There were many events that influenced my desire to practice voluntary simplicity. I grew up in the Philippines and witnessed poverty in a very powerful way during my daily commute to and from my Catholic school. These images of poverty left such an indelible mark on my soul that, when I came to the United States as a teenager, I made a quiet promise to “live simply so others may simply live.”
As a young adult, I visited several convents to discern a vocation to the religious life. I experienced our Lord in a very powerful way in the simple and orderly way the religious sisters lived. With a simple environment, I was able to focus more on my relationship with God and with those around me. When our Lord made it clear that He wanted me to serve Him as a wife and mother, I longed so much to instill that simplicity into my future domestic church.
Our family lived a comfortable life in the suburbs, and yet we felt a constant call to practice voluntary simplicity in a more concrete way. After seven years of intense prayer and discernment, we left the suburbs and built a small home in the countryside. It is in this Little Home in the Hills that Project Nazareth Apostolate was born with its mission to inspire and encourage families to live in a spirit of simplicity and generosity.
What inspired you to write Simplifying Your Domestic Church?
I originally wrote the book for a dear friend who worked from home full-time and home schooled her four children, two of whom had special needs. Although I wanted to visit and help her out on a regular basis, I couldn’t do so because I myself had a growing family to take care of.
So I decided to write her a manual that included some organizational tips and blank forms I used for home management and home schooling. I even added some passages from Scripture and Saints’ writings to encourage and inspire her in her journey.
As soon as my friend read the manual, she told me that I should seriously consider publishing it so I could share this information with other homeschooling families. I hesitated, but she pointed out that what I considered neuroses may very well be a gift to others. I told her I’d pray about it.
The thought of undertaking any publishing projects at that time was daunting due to health issues associated with my pregnancy. However, there was one night when I was physically suffering so much that I couldn’t get to sleep. Instead of feeling pity for myself, the Holy Spirit moved me to focus on serving others by revamping my original manuscript. So after much prayer, discernment, and many nights of writing, rewriting and editing, I was finally at peace about getting it published.
What makes Simplifying Your Domestic Church different from other organizational books?
There are several features about this journal that set it apart from other organizational books:
It addresses materialism from a very spiritual standpoint. The first several sections offer opportunities to meditate on the virtues of simplicity and holy detachment. Each section contains self-examination questions and numerous Saints’ and Scripture writings for meditation to encourage and inspire readers in their journey towards simple living.
It offers plenty of practical tips on decluttering, organizing, scheduling, paper trailing, menu-planning, Christian budgeting and end-of-life preparation. There are sample forms used by real homeschooling families and plenty of blank home management forms and labels that can be photocopied or downloaded at any time.

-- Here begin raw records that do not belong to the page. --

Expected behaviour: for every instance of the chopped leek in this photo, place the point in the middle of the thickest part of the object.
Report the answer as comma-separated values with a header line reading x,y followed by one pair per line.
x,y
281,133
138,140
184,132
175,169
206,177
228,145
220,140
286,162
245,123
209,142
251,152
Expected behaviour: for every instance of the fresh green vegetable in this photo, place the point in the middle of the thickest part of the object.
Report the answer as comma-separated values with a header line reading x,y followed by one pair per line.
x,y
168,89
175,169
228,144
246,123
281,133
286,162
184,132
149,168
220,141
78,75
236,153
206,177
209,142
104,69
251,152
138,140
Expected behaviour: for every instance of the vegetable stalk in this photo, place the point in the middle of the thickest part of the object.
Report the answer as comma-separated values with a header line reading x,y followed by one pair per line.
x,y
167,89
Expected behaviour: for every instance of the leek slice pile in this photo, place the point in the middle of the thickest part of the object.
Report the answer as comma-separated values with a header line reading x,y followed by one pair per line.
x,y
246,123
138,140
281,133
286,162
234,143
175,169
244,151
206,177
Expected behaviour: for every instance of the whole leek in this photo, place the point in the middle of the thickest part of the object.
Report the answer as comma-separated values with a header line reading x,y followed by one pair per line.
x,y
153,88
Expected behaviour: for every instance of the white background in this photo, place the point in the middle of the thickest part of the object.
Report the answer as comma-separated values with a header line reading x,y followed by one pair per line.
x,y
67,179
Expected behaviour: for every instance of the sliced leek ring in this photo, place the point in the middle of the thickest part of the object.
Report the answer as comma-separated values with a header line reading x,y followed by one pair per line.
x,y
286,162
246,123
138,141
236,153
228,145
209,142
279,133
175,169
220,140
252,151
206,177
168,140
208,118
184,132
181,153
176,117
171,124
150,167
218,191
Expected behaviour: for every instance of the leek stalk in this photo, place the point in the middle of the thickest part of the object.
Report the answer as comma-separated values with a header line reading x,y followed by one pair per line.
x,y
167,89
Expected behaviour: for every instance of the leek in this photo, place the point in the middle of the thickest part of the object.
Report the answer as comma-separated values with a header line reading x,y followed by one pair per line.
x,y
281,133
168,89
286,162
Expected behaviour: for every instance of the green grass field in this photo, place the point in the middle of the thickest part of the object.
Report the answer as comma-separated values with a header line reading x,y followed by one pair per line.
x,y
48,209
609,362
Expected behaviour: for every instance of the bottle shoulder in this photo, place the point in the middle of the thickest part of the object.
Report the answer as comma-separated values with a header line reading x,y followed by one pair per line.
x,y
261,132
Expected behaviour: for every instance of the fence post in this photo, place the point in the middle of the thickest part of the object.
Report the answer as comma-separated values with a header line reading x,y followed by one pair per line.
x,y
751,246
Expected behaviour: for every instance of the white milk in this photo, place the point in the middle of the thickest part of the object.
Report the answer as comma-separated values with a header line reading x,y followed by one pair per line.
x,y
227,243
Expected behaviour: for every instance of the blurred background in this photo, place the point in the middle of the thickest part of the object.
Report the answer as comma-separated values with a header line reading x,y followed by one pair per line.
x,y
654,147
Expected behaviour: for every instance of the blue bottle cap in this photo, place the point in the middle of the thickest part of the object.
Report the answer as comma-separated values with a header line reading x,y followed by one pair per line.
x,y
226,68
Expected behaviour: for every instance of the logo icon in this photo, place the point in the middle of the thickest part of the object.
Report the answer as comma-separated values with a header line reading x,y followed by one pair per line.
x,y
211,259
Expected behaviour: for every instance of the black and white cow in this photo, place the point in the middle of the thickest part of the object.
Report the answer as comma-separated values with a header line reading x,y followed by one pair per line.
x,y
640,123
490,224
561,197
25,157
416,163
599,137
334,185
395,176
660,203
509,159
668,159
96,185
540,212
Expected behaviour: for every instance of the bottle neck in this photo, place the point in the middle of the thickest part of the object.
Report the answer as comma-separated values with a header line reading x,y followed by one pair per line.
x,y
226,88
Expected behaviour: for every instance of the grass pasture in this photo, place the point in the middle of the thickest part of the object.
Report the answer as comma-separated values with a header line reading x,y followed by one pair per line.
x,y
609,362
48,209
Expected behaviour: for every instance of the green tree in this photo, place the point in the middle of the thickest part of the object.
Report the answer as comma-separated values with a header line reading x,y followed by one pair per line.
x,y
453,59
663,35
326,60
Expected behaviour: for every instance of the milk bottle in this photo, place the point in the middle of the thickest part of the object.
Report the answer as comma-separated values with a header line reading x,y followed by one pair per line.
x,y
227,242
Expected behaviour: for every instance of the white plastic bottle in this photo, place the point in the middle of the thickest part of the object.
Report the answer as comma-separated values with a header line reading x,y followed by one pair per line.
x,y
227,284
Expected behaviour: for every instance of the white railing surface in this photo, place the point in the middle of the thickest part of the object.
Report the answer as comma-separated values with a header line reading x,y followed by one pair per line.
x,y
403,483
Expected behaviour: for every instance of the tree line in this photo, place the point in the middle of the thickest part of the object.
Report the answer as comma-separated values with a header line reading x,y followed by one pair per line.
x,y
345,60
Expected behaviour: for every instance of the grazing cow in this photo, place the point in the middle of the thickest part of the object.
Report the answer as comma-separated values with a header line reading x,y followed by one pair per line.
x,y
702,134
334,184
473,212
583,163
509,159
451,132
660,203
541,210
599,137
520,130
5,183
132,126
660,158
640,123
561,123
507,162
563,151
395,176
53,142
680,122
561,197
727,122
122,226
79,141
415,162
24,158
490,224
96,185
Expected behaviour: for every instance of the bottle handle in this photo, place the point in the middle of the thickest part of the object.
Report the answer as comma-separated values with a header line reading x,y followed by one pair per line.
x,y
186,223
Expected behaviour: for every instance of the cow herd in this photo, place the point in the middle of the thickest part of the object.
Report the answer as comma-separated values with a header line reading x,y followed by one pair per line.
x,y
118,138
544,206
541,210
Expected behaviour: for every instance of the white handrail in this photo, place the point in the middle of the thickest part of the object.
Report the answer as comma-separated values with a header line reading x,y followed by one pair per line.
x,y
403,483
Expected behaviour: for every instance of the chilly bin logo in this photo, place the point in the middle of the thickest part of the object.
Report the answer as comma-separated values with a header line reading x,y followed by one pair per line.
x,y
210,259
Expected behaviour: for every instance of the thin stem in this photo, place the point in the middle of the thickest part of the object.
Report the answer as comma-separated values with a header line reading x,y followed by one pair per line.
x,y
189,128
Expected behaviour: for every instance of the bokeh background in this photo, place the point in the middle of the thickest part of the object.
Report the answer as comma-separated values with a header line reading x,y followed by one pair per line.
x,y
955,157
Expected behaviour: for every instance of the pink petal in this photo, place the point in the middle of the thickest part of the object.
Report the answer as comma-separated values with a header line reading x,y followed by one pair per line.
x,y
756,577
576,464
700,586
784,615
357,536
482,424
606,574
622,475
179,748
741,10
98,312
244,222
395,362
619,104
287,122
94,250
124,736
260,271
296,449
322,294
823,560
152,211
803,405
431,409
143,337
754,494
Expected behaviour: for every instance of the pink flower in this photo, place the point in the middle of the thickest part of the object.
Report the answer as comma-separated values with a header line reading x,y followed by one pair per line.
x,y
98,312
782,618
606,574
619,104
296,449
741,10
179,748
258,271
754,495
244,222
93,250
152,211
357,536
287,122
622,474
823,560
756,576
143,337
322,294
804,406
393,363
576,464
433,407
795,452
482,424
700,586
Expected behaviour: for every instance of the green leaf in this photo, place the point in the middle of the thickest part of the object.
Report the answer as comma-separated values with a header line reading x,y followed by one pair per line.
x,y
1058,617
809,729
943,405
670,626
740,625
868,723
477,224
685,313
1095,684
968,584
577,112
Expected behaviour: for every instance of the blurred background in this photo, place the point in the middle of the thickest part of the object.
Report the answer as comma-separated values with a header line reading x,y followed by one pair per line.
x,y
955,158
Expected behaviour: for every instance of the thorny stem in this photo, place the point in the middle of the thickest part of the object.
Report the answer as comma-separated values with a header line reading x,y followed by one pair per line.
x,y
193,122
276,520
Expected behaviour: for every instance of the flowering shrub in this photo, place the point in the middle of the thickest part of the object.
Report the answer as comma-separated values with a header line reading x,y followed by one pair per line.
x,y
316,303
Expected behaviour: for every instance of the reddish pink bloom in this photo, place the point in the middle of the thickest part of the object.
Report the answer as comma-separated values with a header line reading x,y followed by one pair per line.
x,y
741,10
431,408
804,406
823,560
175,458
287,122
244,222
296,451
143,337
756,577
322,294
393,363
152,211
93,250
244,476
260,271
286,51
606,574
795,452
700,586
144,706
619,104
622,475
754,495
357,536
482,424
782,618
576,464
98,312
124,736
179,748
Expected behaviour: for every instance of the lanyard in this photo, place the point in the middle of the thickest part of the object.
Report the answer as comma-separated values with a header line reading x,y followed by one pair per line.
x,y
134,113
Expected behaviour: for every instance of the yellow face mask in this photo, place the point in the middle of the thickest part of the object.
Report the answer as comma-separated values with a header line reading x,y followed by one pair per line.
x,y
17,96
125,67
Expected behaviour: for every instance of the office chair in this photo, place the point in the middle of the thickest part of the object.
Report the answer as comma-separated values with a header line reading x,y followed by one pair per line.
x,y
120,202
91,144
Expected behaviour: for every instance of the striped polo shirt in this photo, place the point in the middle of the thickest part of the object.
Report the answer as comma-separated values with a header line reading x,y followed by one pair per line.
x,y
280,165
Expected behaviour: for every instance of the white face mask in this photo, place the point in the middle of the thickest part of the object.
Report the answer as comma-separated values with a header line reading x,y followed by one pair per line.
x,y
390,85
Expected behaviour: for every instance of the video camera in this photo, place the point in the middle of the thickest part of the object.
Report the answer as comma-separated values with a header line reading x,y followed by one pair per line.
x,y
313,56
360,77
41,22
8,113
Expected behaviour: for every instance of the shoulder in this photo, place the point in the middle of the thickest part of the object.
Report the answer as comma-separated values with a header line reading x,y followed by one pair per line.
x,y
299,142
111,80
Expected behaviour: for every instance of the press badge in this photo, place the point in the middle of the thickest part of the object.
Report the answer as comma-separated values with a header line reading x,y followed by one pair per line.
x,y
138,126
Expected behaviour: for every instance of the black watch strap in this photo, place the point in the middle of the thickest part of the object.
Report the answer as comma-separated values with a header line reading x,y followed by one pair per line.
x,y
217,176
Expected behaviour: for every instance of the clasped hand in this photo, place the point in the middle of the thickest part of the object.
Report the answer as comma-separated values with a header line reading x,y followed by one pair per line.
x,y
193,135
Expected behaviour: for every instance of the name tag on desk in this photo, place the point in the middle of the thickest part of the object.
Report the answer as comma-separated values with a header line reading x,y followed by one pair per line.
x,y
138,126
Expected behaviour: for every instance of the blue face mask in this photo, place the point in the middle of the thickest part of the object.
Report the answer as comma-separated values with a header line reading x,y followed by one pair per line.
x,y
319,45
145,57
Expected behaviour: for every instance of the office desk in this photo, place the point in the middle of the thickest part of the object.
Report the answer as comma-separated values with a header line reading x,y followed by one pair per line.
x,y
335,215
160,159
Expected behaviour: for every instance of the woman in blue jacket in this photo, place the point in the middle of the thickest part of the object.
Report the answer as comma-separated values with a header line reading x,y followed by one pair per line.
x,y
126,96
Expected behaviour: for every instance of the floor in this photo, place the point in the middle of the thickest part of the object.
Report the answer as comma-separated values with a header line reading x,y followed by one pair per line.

It is set up as a text and journal in one. The layout is very light and uncluttered mainly because I want families to spend more time praying and simplifying rather than reading. Once purchased, families have access to free organizational advice via phone or email. You may consider it a form of “lifetime technical support”…as long as I’m alive, that is!
What is the best way to use Simplifying Your Domestic Church?
You can use Simplifying Your Domestic Church depending on your family’s needs. Most moms use the forms on a daily and weekly basis. Others use the journal seasonally, especially when they want to declutter during Advent or Lent. Some use it as a summer resource when they are less busy and want to conquer a major organizational project.
Others use it as a group study resource, either as a family or with other mothers in the parish. Some families even use it to teach Life Skills to their high school children.
How can your book help families?
My hope is that Simplifying Your Domestic Church will help families discover plenty of opportunities to attain sanctity within the sacred walls of their domestic church.
My fervent prayer is that it will impart a profound message to all its readers, that is: The secret to sanctity is to do all things, including the mundane tasks of decluttering and simplifying, out of a deep and abiding love for our God and our family. Our goal is not to have a perfectly organized and decluttered home. Our goal is Heaven. And love is the best way to get there.